In his speech, he lamented the lack of a market-based funding system for roads, despite similar systems being in place for almost all other forms of infrastructure.

Under his plan, state-based registration and federal-based fuel excise charges would be replaced by a more transparent pricing mechanism that more closely links road use and investment.

He also offered up South Australia as the test site for different elements for the new heavy vehicle road user charging regime.

From the perspective of Australia’s freight and logistics industry – the sector to be most directly impacted by Premier Weatherill’s proposal – we believe his plan requires serious consideration by all levels of government.

Seen through the political lens, his proposal is a direct policy response to growing pressure on state budgets for road infrastructure projects.

The fact is there are growing demands on the government purse requiring the use of taxpayer’s money, particularly in the areas of health and education.

Premier Weatherill’s blueprint echoes similar calls for reform made in recent times by the Productivity Commission, Infrastructure Australia, the Harper Review and the National Commission of Audit.

These and other reports also flagged the concept of extending the heavy vehicle road reform, over time, to all vehicles, to send a more direct price signal and to help address congestion in our cities.

There is a growing consensus that the infrastructure funding system in Australia requires a major overhaul.

The key will be delivering reform that improves long term funding sustainability of key freight routes in a transparent and equitable manner.

Currently, funds raised through registration and fuel excise are smeared across the network, and not returned to the key freight routes carrying high levels of traffic.

A system where funds are arbitrarily applied across the system, with no real linkage to where the freight has come from, or is going to, is one requiring reform.

Nor is it a system that supports improved productivity levels in the industry.

Industry’s support for this reform will hinge on the extent to which it supports supply chain efficiency and reliability.

It is critical, however, that funds collected are invested in the infrastructure used by the vehicle.

In other words, the revenue follows the freight, and not lost to consolidated revenue.

ALC has long argued that funds from heavy vehicles should be hypothecated for investment in productivity enhancing infrastructure.

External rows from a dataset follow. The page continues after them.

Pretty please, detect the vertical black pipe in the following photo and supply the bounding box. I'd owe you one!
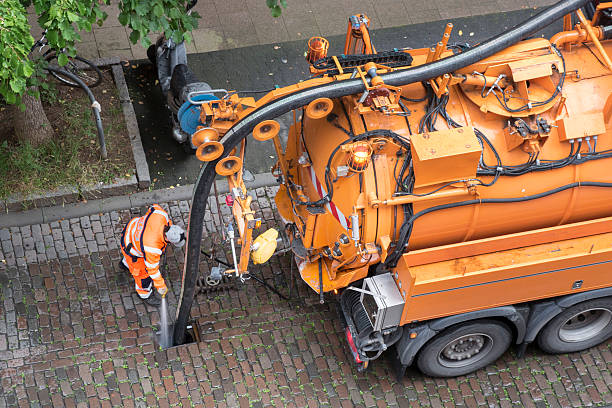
[45,66,107,159]
[319,258,324,304]
[173,0,590,346]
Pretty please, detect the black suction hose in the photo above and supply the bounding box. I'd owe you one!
[45,66,107,159]
[173,0,590,346]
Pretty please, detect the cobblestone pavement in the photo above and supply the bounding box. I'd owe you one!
[1,187,612,407]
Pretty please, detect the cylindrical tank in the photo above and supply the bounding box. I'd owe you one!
[292,40,612,256]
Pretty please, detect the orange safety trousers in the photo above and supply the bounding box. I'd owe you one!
[120,204,170,298]
[120,246,154,298]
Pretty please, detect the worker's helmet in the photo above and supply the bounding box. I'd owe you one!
[165,225,186,248]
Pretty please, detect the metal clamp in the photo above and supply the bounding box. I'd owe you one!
[485,74,506,97]
[227,223,240,278]
[358,90,370,104]
[345,285,386,300]
[187,89,229,105]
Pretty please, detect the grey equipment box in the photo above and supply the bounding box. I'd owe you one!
[360,273,405,332]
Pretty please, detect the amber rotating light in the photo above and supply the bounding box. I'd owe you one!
[192,127,223,162]
[348,142,372,172]
[306,37,329,63]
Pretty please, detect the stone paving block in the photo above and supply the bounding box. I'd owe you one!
[375,0,413,28]
[437,0,476,19]
[192,0,221,27]
[100,47,134,61]
[246,0,291,44]
[192,26,225,52]
[310,2,351,36]
[94,26,130,51]
[528,0,556,7]
[13,245,24,259]
[219,12,260,48]
[1,240,12,254]
[283,9,321,41]
[19,226,31,239]
[75,40,101,61]
[469,0,503,16]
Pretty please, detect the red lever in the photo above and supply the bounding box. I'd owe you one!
[225,195,234,206]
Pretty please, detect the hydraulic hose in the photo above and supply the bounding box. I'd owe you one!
[173,0,591,346]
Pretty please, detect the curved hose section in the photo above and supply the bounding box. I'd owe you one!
[46,66,107,159]
[173,0,590,345]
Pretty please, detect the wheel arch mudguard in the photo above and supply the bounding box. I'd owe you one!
[523,286,612,344]
[395,305,529,367]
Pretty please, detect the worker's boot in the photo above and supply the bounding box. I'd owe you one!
[143,292,161,307]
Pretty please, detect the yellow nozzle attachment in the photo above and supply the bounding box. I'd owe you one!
[251,228,279,265]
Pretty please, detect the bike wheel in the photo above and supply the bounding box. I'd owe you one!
[45,53,103,88]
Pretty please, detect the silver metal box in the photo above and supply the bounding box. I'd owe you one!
[360,273,405,332]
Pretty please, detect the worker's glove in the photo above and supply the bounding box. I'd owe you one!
[158,286,168,297]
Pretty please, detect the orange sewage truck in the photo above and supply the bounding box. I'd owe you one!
[174,0,612,377]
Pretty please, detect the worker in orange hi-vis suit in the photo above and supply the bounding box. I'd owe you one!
[119,204,186,306]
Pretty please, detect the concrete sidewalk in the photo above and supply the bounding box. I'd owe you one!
[27,0,556,61]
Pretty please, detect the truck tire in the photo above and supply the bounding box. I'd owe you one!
[416,320,512,377]
[537,297,612,354]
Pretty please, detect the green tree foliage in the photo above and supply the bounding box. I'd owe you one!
[0,0,35,104]
[266,0,287,17]
[0,0,199,105]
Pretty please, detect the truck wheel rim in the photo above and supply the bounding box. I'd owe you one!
[558,308,612,343]
[437,333,493,368]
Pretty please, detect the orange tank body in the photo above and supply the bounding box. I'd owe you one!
[275,34,612,296]
[184,3,612,376]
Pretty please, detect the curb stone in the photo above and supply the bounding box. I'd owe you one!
[0,208,44,227]
[80,175,139,201]
[0,172,278,228]
[110,61,151,189]
[3,186,79,212]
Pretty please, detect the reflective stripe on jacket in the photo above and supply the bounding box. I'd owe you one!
[121,204,170,288]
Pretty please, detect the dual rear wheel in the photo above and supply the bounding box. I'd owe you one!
[415,298,612,377]
[537,298,612,354]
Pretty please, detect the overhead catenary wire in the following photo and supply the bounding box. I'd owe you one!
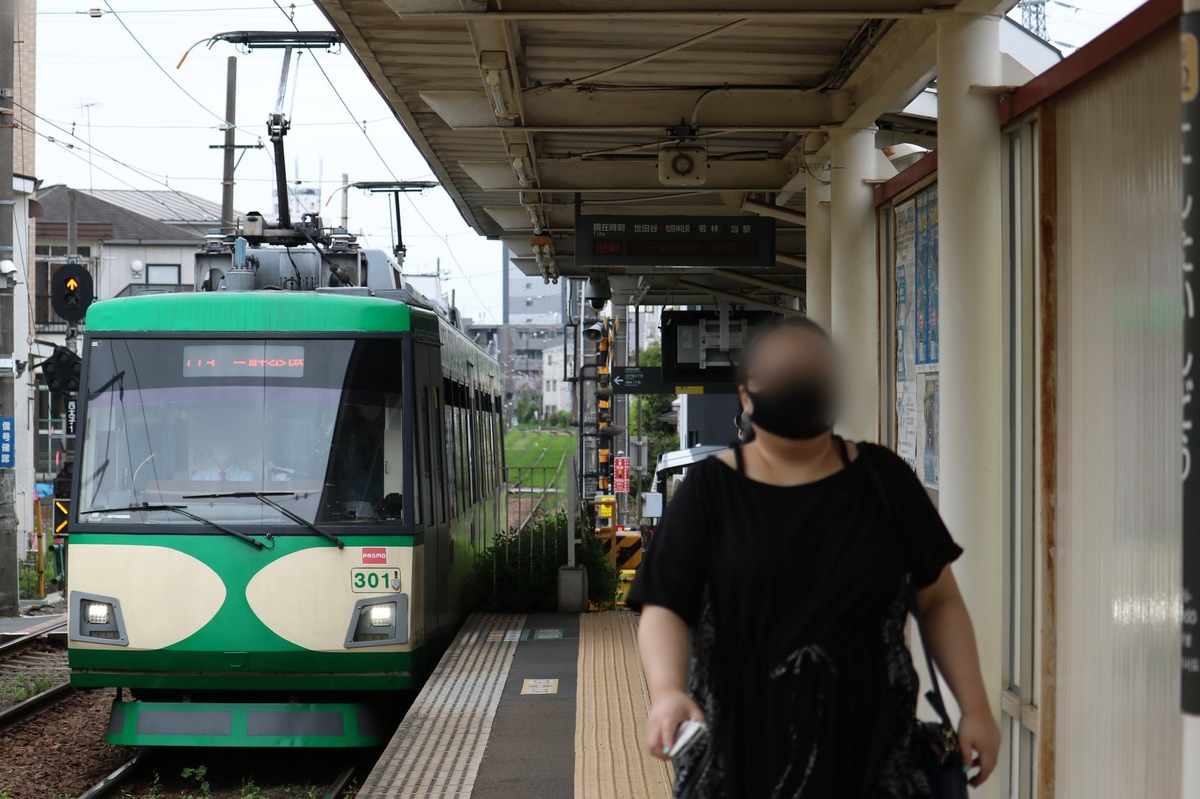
[99,0,258,138]
[26,123,221,224]
[15,98,221,221]
[268,0,498,323]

For this initiative to succeed, Treasuries need to drive the process forward.

Not only will it be quicker, it will be more effective if part of a broader set of reforms to change the infrastructure revenue stream.

And importantly, having Treasuries take carriage of this initiative will help to ensure a greater level of national coordination.

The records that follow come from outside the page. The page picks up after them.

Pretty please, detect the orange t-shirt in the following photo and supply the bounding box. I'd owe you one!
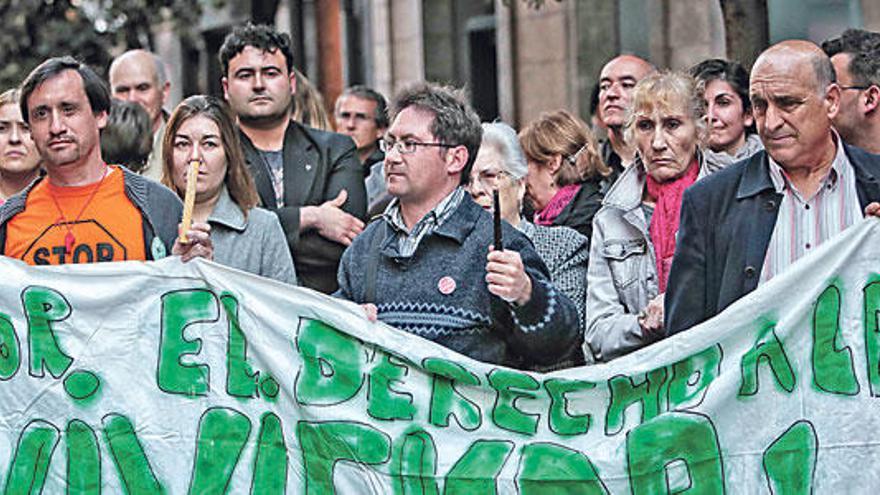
[5,166,146,265]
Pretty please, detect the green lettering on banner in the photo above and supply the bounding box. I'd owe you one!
[67,420,101,495]
[443,440,514,494]
[158,289,218,397]
[368,353,416,421]
[296,421,391,495]
[5,420,60,495]
[488,368,541,435]
[544,378,595,436]
[102,413,165,494]
[626,412,724,494]
[424,358,482,431]
[188,407,252,494]
[605,368,667,436]
[863,279,880,396]
[251,413,288,495]
[762,420,817,495]
[64,370,101,404]
[812,285,859,395]
[668,345,722,410]
[739,323,796,397]
[391,428,439,495]
[0,313,21,379]
[23,286,73,378]
[517,443,608,494]
[222,294,278,400]
[295,319,366,406]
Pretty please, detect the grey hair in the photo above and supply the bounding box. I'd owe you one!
[151,52,168,87]
[810,52,836,94]
[481,122,528,180]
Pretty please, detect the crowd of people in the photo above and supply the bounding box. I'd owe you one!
[2,23,880,371]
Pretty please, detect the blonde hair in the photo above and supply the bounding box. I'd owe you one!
[518,110,609,187]
[292,69,333,131]
[624,71,707,145]
[0,89,20,107]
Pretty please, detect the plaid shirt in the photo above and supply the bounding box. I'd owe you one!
[760,136,862,284]
[383,187,466,258]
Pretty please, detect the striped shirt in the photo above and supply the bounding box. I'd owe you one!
[384,187,466,258]
[760,138,862,284]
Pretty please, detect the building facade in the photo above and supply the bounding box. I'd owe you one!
[153,0,880,129]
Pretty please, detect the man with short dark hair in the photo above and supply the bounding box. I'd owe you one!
[597,54,655,175]
[336,82,580,370]
[109,49,171,180]
[0,56,210,265]
[665,40,880,335]
[822,28,880,153]
[219,23,366,293]
[335,85,390,213]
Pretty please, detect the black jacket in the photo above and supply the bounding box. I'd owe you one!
[665,142,880,335]
[240,121,367,294]
[550,178,605,240]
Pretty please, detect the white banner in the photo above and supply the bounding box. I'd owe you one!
[2,218,880,493]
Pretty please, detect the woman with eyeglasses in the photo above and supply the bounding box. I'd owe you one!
[467,122,589,368]
[690,58,763,172]
[161,95,297,284]
[585,71,712,362]
[518,110,612,240]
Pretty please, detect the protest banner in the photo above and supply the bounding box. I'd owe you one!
[1,219,880,493]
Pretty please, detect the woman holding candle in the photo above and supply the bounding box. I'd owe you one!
[162,95,297,284]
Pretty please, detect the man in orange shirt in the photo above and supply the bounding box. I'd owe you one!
[0,56,210,265]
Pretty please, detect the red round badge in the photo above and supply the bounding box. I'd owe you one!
[438,276,456,295]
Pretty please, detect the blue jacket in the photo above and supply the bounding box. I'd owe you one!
[665,143,880,335]
[336,195,581,370]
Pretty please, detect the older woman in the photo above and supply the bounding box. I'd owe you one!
[518,110,611,239]
[0,89,41,205]
[585,71,711,362]
[467,122,589,368]
[162,95,297,284]
[690,58,763,171]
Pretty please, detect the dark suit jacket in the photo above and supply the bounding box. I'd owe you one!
[240,120,367,294]
[665,142,880,335]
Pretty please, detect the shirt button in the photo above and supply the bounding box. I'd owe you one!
[744,266,756,278]
[804,204,810,210]
[806,243,811,249]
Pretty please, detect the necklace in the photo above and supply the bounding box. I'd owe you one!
[47,165,110,255]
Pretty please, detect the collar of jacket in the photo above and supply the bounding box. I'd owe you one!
[239,119,318,210]
[382,191,481,246]
[239,119,316,156]
[208,186,247,232]
[736,140,880,200]
[604,149,708,211]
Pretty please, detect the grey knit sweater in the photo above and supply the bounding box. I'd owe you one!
[336,195,581,370]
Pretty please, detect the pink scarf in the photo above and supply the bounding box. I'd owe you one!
[646,159,700,292]
[534,183,581,226]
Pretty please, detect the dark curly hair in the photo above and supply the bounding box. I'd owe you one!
[218,23,295,76]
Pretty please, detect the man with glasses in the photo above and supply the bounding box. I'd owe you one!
[335,82,580,370]
[333,85,391,212]
[219,23,366,293]
[822,28,880,153]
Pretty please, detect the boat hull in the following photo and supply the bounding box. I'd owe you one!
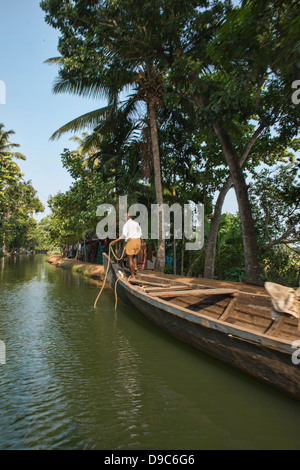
[103,254,300,400]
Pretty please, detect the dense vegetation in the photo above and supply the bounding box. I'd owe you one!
[39,0,299,286]
[0,124,44,255]
[2,1,299,288]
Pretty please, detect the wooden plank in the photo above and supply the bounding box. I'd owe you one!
[143,285,192,293]
[137,273,271,298]
[136,273,211,289]
[167,298,223,318]
[264,316,285,336]
[218,296,237,321]
[128,279,167,287]
[136,273,178,282]
[149,288,238,298]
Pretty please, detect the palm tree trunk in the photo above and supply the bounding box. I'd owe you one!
[212,123,260,284]
[148,96,165,272]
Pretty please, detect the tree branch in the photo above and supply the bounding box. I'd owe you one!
[263,220,300,251]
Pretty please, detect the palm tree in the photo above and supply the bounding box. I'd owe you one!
[0,123,26,164]
[0,123,26,205]
[41,0,214,271]
[0,124,26,251]
[46,56,166,269]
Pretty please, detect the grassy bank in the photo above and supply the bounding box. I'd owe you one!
[47,254,105,282]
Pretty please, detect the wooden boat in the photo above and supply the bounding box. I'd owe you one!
[103,253,300,401]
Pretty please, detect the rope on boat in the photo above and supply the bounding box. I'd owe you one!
[114,278,120,311]
[93,244,125,309]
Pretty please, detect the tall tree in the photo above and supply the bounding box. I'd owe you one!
[172,0,300,283]
[0,123,26,217]
[40,0,226,271]
[0,124,44,252]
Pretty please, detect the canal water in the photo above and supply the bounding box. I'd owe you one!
[0,254,299,450]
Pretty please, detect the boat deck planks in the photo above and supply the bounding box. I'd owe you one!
[147,288,238,298]
[131,271,300,341]
[129,279,167,287]
[138,277,300,341]
[219,296,237,321]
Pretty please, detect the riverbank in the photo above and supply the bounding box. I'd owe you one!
[47,254,267,296]
[47,254,105,282]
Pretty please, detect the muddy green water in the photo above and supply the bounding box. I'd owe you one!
[0,254,299,450]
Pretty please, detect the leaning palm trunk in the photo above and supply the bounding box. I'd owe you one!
[204,123,264,282]
[148,96,165,272]
[193,94,261,284]
[212,123,260,284]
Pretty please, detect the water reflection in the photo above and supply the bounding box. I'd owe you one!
[0,255,299,450]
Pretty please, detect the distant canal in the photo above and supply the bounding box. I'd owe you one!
[0,254,299,450]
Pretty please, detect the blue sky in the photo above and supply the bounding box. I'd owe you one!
[0,0,238,220]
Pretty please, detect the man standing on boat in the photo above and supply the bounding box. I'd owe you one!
[110,213,142,281]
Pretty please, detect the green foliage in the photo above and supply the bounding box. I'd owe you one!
[0,124,44,253]
[39,0,300,284]
[207,0,300,139]
[59,262,73,271]
[224,267,246,283]
[214,213,245,280]
[249,159,300,286]
[44,140,118,247]
[260,246,299,287]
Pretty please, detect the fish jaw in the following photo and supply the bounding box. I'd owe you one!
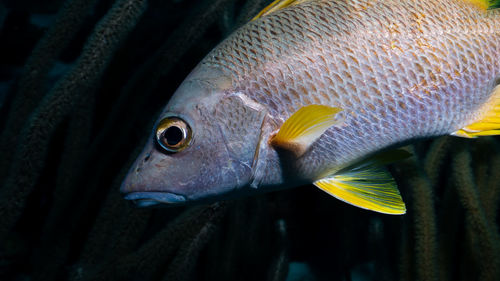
[124,192,187,207]
[119,140,192,206]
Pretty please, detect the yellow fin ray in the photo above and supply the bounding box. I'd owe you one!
[314,166,406,215]
[270,105,342,157]
[252,0,310,20]
[467,130,500,136]
[453,85,500,138]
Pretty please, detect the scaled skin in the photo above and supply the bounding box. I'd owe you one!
[121,0,500,205]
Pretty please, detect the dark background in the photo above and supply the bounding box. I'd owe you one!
[0,0,499,280]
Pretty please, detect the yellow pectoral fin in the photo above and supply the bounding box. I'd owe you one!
[453,85,500,138]
[314,167,406,215]
[252,0,310,20]
[270,105,343,157]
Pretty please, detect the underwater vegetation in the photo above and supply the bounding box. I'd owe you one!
[0,0,499,280]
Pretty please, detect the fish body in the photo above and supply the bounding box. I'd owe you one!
[121,0,500,213]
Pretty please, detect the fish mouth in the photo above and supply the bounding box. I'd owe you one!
[124,192,187,207]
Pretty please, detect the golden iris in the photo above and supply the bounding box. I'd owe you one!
[155,117,192,152]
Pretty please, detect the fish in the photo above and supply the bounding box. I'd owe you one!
[120,0,500,214]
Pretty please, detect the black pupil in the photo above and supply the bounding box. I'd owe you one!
[164,126,183,146]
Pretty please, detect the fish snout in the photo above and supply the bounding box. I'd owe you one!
[120,148,190,207]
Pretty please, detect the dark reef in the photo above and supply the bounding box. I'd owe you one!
[0,0,499,280]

This is important, because in the long run, road reform needs to be national, it needs to be consistent and it needs to be coherent.

This is a reform a long time in the making.

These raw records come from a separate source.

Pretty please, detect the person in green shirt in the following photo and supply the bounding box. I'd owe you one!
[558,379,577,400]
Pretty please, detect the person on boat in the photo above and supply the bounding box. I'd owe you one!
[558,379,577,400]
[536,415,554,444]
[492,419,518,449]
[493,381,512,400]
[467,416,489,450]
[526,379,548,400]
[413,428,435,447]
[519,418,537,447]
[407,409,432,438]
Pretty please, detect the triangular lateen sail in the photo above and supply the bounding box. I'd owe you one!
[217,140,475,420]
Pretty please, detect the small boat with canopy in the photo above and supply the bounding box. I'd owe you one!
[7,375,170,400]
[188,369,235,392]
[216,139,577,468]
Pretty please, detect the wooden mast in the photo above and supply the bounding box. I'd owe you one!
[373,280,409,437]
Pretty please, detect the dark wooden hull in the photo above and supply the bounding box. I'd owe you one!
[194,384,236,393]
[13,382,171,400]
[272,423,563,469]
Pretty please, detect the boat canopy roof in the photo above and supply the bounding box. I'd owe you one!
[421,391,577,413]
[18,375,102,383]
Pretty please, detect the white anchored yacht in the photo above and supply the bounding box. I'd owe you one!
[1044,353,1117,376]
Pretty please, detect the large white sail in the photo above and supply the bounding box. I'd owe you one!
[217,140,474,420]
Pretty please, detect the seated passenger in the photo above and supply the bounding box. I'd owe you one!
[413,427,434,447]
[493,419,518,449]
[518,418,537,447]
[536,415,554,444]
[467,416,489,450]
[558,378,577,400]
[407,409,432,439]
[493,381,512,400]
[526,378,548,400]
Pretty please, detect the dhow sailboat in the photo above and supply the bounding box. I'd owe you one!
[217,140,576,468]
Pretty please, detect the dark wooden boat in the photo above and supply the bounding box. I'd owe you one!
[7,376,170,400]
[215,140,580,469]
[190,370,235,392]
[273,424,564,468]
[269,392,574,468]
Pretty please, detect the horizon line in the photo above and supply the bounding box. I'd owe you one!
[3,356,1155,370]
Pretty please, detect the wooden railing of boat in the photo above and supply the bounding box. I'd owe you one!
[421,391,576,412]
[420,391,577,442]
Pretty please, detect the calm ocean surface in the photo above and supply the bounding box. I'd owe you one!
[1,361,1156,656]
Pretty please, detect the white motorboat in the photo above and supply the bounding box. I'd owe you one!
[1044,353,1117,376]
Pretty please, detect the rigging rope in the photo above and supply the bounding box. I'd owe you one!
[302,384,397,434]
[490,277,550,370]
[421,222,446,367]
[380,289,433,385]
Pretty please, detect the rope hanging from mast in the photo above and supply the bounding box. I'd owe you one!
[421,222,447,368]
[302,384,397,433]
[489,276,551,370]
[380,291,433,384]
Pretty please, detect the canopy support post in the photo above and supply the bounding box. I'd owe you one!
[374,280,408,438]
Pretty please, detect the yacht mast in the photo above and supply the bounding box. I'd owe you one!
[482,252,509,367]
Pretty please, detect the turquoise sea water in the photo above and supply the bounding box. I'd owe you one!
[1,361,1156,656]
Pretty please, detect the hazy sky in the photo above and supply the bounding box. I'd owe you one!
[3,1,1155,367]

In April 2007, COAG set out a three-phase ‘COAG Road Reform Plan’ to consider alternative models of heavy vehicle road pricing and funding.

The plan’s objective was to promote the more efficient, productive and sustainable provision and use of freight infrastructure.

Now, more than eight years later, governments have taken only tentative steps to deliver on these worthy objectives.

With studies showing the national freight task will increase by 100 per cent between 2010 and 2030, all policy proposals to improve the long term efficiency of the freight logistics network need to be on the table.

Otherwise the living standards of all Australians will be reduced.

These studies into Australia’s rising freight task coincide with a report by the Australian Logistics Council and ACIL Allen, which showed a 1% improvement in productivity would yield a $2 billion a year benefit to the national economy.

As American economist Paul Krugman said, ‘productivity isn’t everything, but in the long run, it’s nearly everything.’

ALC hopes COAG leaders has Krugman’s productivity mantra at the forefront of their minds when they sit down this week to discuss Wetherill’s reform to fix our flailing federation.

Michael Kilgariff is the managing director of the Australian Logistics Council, the peak body for Australia's freight logistics industry.